While Russian exports of food and fertiliser are not subject to Western sanctions imposed after Russia’s invasion of Ukraine and Russia exported record amounts of wheat last year, Moscow and agricultural exporters say restrictions on payments, logistics and insurance have hindered shipments.
“The West continues to block the supply of grain and fertilisers from the Russian Federation to world markets,” Putin said, adding that the West had “cheated” Russia over the deal because rich countries got more than 70 per cent of the grain exported under the deal.
Russia and Ukraine are two of the world’s key agricultural producers, and major players in the wheat, barley, maize, rapeseed, rapeseed oil, sunflower seed and sunflower oil markets.

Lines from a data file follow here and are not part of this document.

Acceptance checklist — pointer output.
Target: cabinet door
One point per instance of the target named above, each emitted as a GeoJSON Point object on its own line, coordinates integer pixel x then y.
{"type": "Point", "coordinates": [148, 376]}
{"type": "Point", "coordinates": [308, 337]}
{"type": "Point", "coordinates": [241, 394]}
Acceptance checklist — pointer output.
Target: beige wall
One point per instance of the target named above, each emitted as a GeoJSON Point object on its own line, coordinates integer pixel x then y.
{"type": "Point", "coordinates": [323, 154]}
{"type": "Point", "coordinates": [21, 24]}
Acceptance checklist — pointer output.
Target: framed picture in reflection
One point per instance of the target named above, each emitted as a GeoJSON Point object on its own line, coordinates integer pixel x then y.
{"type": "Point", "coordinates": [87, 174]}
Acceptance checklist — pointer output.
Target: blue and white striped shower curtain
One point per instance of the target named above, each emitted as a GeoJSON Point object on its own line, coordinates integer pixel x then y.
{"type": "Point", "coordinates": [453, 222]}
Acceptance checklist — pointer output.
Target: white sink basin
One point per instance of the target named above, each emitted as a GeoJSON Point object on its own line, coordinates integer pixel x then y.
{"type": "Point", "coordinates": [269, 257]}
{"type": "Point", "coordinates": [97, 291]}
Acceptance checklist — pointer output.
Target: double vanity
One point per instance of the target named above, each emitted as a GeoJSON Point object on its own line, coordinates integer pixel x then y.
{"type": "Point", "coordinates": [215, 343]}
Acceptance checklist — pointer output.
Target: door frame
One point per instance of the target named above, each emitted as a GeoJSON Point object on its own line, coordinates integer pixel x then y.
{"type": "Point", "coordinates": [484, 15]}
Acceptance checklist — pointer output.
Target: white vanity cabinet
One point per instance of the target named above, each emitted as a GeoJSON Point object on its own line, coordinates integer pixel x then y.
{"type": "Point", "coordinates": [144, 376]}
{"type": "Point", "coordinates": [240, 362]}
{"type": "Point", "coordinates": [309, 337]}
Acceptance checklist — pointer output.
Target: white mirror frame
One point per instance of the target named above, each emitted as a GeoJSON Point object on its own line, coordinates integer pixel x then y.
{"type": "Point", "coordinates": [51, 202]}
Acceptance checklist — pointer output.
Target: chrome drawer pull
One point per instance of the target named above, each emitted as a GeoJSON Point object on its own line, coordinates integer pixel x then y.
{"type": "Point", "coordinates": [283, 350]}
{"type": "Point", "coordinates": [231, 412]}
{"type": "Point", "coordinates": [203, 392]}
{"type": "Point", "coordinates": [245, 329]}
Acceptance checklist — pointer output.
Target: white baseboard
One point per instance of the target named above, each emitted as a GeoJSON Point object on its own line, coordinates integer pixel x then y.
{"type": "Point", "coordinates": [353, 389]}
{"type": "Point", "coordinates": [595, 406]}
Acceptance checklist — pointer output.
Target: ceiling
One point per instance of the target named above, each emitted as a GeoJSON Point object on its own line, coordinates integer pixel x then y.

Putin said Russia expected a grain harvest of 130 million tonnes this year of which 60 million tonnes could be exported.
UN Secretary-General Antonio Guterres said on Thursday that he had sent Russian Foreign Minister Sergei Lavrov “a set of concrete proposals” aimed at reviving the deal.
One of Moscow’s main demands is for the Russian Agricultural Bank to be reconnected to the SWIFT international payments system. The EU cut it off in June 2022 as part of sweeping sanctions imposed in response to the invasion.
Putin said that a plan to supply up to 1 million tonnes of Russian grain to Türkiye at reduced prices for subsequent processing at Turkish plants and shipping to countries most in need was not an alternative to the grain deal.
He also said Russia was close to a deal with six African countries over a plan to supply Burkina Faso, Zimbabwe, Mali, Somalia, the Central African Republic and Eritrea with up to 50,000 tonnes of grain each free of charge.